Julio Begins in July (Julio comienza en julio) is a 1979 Chilean coming-of-age period film directed by Silvio Caiozzi and written by Gustavo Frías. It is one of the few Chilean feature films made and released in the first decade of the Pinochet dictatorship.

The film won the Golden Columbus Award at the 1979 Huelva Ibero-American Film Festival and the Chilean Critics' Circle Award for Best Film. In 1999, it was voted as the "best Chilean film of the 20th century" by the public in a poll organized by the Municipality of Santiago.

Critics regard it as one of the finest films in Chilean cinema, alongside Miguel Littín's The Jackal of Nahueltoro, Raúl Ruiz's Three Sad Tigers, Patricio Guzmán's The Battle of Chile, and Andrés Wood's Machuca.

==Plot==
Don Julio García del Castaño is a wealthy landowner who must secure the future of his estate. To do so, he must train his son and heir, Julio (affectionately called Julito), in the necessary skills to become a man.

== Production ==
The film was shot in Pirque and Calera de Tango (with the curious coincidence that filming began in July 1976). Due to a severely limited budget, actors and crew members received only minimal compensation for their participation. It was shot in 16 mm black and white format and later transferred to 35 mm and sepia format in laboratories located in the United States.

==Cast==
- Juan Cristóbal Meza
- Felipe Rabat
- Schlomit Baytelman
- Gloria Münchmeyer
- Jaime Vadell
- Luis Alarcón
- Ana González Olea
- Delfina Guzmán
- Tennyson Ferrada

== Reception ==
At its premiere, the film not only received widespread critical and popular acclaim, but also won the Golden Columbus for Best Film at the Huelva Ibero-American Film Festival and was screened at the prestigious Directors' Fortnight at the Cannes Film Festival.

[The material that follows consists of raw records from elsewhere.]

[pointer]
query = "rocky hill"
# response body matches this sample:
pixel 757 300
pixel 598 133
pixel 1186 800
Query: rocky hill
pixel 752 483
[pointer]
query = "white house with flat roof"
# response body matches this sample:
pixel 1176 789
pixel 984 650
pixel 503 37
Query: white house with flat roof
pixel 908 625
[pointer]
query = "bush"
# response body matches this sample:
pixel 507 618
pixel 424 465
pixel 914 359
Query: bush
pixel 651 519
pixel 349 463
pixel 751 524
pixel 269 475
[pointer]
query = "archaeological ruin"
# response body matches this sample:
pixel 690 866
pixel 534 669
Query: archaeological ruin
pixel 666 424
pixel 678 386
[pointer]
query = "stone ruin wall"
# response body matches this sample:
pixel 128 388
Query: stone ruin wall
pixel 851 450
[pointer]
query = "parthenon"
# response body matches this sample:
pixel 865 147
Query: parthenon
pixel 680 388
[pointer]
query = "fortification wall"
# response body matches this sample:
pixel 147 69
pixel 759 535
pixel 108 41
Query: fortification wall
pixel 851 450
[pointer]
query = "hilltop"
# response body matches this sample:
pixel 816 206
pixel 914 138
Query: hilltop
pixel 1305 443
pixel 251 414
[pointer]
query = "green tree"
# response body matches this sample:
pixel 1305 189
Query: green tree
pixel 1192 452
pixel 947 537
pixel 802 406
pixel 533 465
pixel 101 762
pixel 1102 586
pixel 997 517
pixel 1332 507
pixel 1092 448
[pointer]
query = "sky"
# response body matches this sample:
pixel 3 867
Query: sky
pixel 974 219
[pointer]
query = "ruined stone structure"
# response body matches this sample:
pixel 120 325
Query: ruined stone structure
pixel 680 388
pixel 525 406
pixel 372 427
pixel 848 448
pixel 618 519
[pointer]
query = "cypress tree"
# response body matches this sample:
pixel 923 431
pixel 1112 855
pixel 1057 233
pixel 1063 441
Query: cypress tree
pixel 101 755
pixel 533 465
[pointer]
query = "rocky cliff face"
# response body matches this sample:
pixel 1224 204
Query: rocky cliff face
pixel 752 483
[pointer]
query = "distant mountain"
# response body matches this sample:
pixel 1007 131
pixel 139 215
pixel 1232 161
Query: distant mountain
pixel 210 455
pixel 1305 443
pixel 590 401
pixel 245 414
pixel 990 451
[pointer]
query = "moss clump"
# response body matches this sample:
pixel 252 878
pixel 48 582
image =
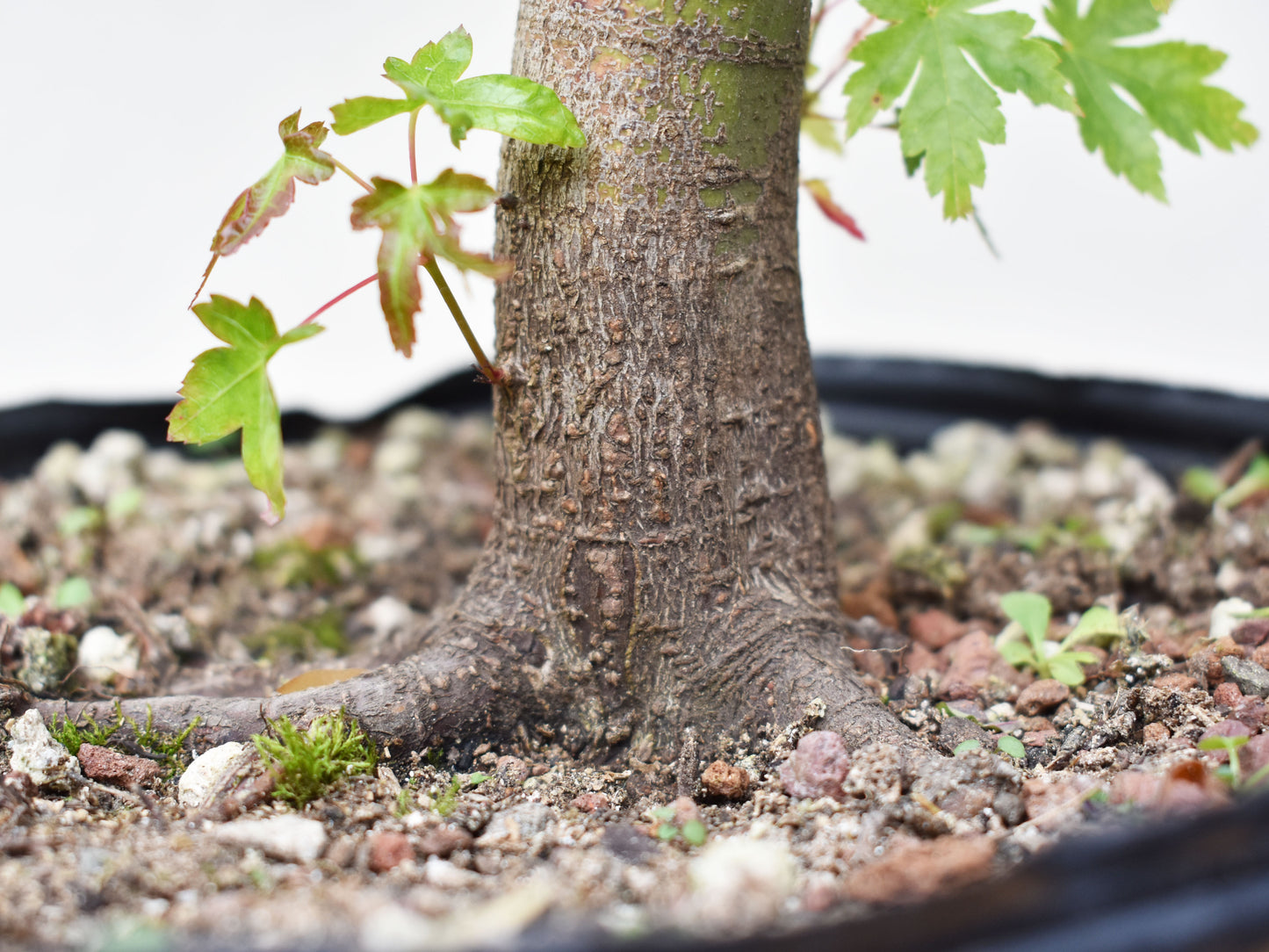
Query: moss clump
pixel 307 763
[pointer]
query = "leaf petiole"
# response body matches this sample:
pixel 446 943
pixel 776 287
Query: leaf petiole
pixel 491 373
pixel 353 176
pixel 338 297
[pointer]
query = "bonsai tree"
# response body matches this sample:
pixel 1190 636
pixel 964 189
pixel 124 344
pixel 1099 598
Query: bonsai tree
pixel 660 564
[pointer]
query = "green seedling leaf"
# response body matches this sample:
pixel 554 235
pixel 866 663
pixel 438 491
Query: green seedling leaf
pixel 227 388
pixel 1065 667
pixel 513 105
pixel 695 833
pixel 951 110
pixel 1202 484
pixel 11 603
pixel 418 226
pixel 1165 80
pixel 1032 612
pixel 271 196
pixel 74 592
pixel 1012 746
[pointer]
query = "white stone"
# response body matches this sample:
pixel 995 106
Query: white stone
pixel 105 655
pixel 387 615
pixel 1226 616
pixel 740 880
pixel 111 465
pixel 393 928
pixel 33 752
pixel 293 840
pixel 416 424
pixel 205 772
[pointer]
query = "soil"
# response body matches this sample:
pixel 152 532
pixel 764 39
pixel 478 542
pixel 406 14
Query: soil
pixel 201 597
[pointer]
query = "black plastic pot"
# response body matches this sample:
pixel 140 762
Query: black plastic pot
pixel 901 400
pixel 1200 883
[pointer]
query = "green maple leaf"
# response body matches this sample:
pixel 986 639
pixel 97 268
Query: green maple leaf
pixel 227 388
pixel 1165 79
pixel 271 196
pixel 514 105
pixel 418 226
pixel 951 110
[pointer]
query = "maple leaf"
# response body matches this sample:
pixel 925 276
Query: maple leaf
pixel 1165 79
pixel 271 196
pixel 227 388
pixel 418 226
pixel 951 110
pixel 514 105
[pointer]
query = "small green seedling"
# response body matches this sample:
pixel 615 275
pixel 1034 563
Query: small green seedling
pixel 1207 487
pixel 71 735
pixel 693 832
pixel 448 797
pixel 1006 744
pixel 307 763
pixel 11 603
pixel 1231 772
pixel 1031 612
pixel 228 386
pixel 169 749
pixel 75 592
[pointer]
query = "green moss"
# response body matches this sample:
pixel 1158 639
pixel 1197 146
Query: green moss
pixel 713 197
pixel 301 638
pixel 307 763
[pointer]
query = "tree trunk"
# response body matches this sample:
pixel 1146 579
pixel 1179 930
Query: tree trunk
pixel 661 556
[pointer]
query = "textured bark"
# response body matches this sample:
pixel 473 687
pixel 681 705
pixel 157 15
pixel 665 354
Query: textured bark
pixel 661 556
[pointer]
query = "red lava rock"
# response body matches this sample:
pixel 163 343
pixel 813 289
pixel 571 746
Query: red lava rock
pixel 818 767
pixel 1228 695
pixel 1175 682
pixel 590 803
pixel 872 601
pixel 920 661
pixel 1254 631
pixel 1042 695
pixel 914 869
pixel 974 660
pixel 1188 786
pixel 934 629
pixel 112 767
pixel 1229 727
pixel 388 849
pixel 443 840
pixel 722 780
pixel 1051 801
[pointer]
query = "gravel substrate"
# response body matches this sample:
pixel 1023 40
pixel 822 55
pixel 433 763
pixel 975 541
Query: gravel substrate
pixel 145 572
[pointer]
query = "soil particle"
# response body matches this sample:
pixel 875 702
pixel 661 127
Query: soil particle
pixel 818 767
pixel 112 767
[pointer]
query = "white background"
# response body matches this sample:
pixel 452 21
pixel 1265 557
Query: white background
pixel 128 128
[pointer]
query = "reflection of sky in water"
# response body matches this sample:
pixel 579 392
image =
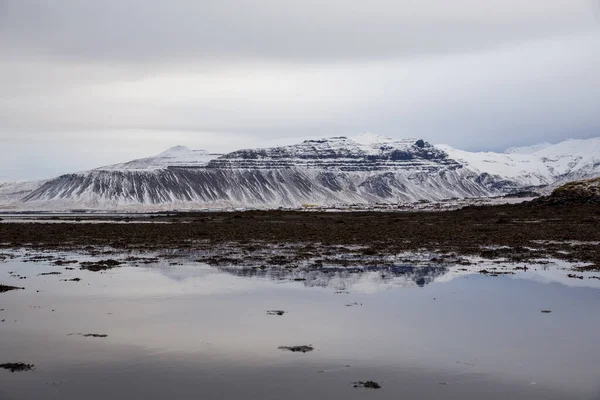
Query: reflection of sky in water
pixel 196 330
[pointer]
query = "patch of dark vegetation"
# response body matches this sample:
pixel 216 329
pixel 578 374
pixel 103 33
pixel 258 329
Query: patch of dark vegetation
pixel 297 349
pixel 573 276
pixel 6 288
pixel 588 268
pixel 101 265
pixel 65 262
pixel 94 335
pixel 17 367
pixel 366 385
pixel 470 231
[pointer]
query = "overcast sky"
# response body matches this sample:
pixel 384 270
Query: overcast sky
pixel 85 83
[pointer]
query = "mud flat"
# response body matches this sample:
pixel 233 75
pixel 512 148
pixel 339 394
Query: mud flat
pixel 494 302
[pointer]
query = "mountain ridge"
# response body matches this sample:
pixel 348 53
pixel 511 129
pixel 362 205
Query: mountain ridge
pixel 331 171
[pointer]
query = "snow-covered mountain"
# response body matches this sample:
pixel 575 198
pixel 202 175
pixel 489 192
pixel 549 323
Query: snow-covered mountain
pixel 178 156
pixel 338 170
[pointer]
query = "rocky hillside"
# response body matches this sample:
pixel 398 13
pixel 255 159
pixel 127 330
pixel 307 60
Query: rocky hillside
pixel 578 192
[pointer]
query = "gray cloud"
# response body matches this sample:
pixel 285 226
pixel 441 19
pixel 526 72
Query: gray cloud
pixel 309 30
pixel 110 74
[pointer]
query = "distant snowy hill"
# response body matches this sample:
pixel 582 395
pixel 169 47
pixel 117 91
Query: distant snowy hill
pixel 536 165
pixel 331 171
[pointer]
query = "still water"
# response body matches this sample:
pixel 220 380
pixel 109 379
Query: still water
pixel 192 331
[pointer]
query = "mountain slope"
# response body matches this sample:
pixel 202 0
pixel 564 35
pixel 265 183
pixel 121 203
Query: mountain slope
pixel 535 165
pixel 332 171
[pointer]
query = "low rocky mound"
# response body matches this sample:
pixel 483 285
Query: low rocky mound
pixel 578 192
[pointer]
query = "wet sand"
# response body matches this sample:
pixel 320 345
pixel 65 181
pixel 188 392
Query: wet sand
pixel 516 232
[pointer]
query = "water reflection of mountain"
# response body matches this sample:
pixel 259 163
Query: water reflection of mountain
pixel 346 278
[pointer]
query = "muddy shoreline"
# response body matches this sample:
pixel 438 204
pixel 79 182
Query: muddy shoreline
pixel 517 233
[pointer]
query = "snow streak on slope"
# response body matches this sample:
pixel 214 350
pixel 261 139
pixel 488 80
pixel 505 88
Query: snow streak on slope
pixel 175 156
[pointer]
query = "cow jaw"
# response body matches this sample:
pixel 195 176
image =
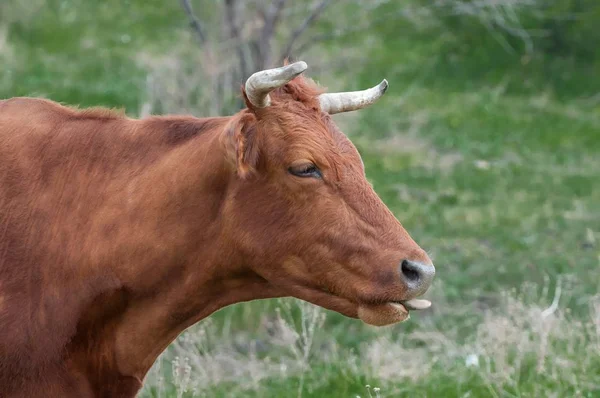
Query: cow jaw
pixel 389 313
pixel 371 314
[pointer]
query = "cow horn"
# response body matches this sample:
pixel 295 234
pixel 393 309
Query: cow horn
pixel 349 101
pixel 260 84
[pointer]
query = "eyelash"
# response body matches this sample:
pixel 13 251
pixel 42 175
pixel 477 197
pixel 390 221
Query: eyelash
pixel 309 170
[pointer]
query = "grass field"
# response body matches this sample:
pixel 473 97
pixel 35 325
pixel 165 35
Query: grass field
pixel 492 165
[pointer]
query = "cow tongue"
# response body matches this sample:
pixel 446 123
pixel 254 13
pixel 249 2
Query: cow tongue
pixel 382 314
pixel 416 304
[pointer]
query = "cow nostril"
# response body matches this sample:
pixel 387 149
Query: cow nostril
pixel 410 271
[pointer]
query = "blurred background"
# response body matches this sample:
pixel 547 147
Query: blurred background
pixel 486 147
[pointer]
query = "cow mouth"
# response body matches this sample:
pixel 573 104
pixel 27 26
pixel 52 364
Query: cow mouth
pixel 372 313
pixel 390 312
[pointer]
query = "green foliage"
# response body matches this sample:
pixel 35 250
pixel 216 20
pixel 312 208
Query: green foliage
pixel 485 147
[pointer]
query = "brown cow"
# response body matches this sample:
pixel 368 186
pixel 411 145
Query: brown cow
pixel 117 234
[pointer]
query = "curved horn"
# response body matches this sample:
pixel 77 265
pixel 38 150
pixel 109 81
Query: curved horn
pixel 260 84
pixel 349 101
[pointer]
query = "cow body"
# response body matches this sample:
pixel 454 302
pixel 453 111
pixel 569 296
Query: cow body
pixel 117 234
pixel 80 210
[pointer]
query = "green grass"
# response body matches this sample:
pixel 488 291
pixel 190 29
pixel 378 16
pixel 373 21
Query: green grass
pixel 491 163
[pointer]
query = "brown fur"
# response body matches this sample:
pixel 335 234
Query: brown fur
pixel 117 234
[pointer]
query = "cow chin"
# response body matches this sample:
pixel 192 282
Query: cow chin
pixel 371 314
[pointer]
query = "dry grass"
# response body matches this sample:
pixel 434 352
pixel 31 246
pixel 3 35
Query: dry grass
pixel 526 338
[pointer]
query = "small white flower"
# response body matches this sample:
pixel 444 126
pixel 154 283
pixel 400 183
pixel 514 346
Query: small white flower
pixel 472 360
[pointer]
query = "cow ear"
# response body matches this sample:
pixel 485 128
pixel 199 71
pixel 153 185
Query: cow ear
pixel 243 146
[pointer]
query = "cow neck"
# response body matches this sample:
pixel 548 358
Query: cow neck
pixel 199 273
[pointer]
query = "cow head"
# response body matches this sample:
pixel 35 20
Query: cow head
pixel 302 212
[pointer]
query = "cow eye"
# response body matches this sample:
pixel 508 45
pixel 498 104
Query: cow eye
pixel 305 170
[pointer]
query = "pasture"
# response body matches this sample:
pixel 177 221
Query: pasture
pixel 487 153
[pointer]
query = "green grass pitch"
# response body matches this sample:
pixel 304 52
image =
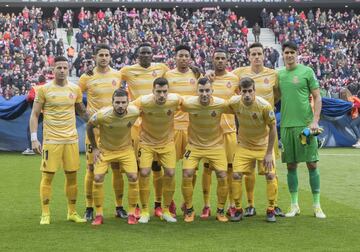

Julio comienza en julio already exhibits several traits that would establish Silvio Caiozzi as one of the most important Chilean film directors, including a strong sense of mise-en-scène, remarkable skill in directing actors, and a keen ability to convey political messages about the country through implicit means. In 1999, Julio comienza en julio was voted the "best Chilean film of the 20th century" in a popular poll organized by the Municipality of Santiago.